Haircuts, Has-Beens, and the Exit Stampede
Revenge came full circle in 1989 at Saturday Night’s Main Event XIX, where Bass lost to Beefcake in a hair vs. hair match. In a scene more humiliating than karaoke night at a biker bar, Bass was put to sleep and given the Edward Scissorhands treatment on live TV. There’s nothing more tragic than seeing a grown man have his cowboy pride scalped by a stripper-themed hairdresser. It was the beginning of the end for The Outlaw.
By March 1989, Ron Bass had slipped into jobber status—wrestling’s equivalent of being put out to pasture. He rode off the WWF range with dignity, if not all his follicles, and hit the independent circuit. After a brief ride through the regional territories, he retired in 1991, beaten down by the kind of injuries that only 20 years of turnbuckles and table shots can give a man.
Retirement: From Ropes to Religious Redemption
After wrestling, Bass took the kind of unexpected path most wrestlers wouldn’t touch with a ten-foot bullrope. He got religious, earned a bachelor’s degree from Arkansas State University, and started selling Amway in Tampa, which is like going from shootfighting to selling essential oils to your cousin. He also did sales work in the Florida construction market—because where else can you go after breaking noses for a living?

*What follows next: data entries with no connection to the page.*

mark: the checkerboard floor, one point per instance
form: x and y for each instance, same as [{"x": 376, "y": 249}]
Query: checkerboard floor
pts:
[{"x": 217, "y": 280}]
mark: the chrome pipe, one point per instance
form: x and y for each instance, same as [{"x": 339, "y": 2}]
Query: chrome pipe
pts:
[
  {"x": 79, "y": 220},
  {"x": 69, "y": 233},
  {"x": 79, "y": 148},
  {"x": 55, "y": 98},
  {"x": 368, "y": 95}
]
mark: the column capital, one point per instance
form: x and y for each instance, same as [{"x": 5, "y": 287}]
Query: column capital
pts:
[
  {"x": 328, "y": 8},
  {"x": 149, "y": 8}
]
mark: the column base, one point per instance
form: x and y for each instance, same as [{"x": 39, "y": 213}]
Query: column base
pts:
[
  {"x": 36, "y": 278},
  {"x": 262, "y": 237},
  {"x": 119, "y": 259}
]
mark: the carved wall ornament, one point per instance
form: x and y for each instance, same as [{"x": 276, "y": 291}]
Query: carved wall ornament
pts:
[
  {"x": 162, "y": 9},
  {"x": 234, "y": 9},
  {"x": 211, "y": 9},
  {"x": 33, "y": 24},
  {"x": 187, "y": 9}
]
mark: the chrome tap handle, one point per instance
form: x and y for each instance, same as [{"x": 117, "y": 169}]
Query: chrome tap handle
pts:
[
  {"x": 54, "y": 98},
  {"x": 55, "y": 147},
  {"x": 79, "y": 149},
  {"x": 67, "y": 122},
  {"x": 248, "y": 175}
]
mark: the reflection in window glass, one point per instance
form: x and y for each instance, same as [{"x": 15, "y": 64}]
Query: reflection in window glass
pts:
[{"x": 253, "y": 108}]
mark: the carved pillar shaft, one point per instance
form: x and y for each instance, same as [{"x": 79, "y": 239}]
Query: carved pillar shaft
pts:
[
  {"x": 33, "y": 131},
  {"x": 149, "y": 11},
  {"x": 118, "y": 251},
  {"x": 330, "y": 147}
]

He even returned briefly in 2005 to WrestleReunion, teaming with Larry Zbyszko to defeat Barry Windham and Mike Rotunda—a nostalgia match if there ever was one. Then came the final act: Ron Bass, Movie Star. In 2018, Bass made a posthumous film debut in Silent Times as a 1920s football coach. Why? Because even in death, the Outlaw needed one last close-up.
Death, Lawsuits, and CTE: The Sad Sunset
In 2016, Bass joined a class-action lawsuit against WWE over traumatic brain injuries—part of the growing chorus of CTE-related claims from wrestlers who’d seen more concussions than paychecks. The case was dismissed in 2018, but a postmortem report confirmed Bass had indeed suffered from chronic traumatic encephalopathy—a grim footnote for a career built on pain.
In March 2017, Bass suffered a burst appendix, and after complications from surgery, he passed away on March 7. He was 68, survived by his son, Joe, who now wrestles as Ron Bass Jr., carrying on the legacy—hopefully with less brain trauma and fewer bullwhips.
Legacy: A Man, a Whip, and a Wild Damn Ride
Ron Bass may never have worn the heavyweight title or headlined WrestleMania, but he embodied the raw essence of wrestling’s territorial roots—stiff punches, louder boots, and a character so brash he made Dusty Rhodes look like a librarian.
He was a cowboy from a time when cowboys weren’t ironic. His whip cracked, his spurs bloodied, and his mustache sneered through the federation circus. In the carnival of wrestling, Bass wasn’t a clown or a lion. He was the guy who broke the tent poles, whipped the ringmaster, and rode off into the sunset on a glue factory-bound horse named “Kayfabe.”
Rest in peace, Outlaw. May you forever haunt Gorilla Monsoon’s dreams, whipping referees and slicing jobbers under the merciless Texas moon.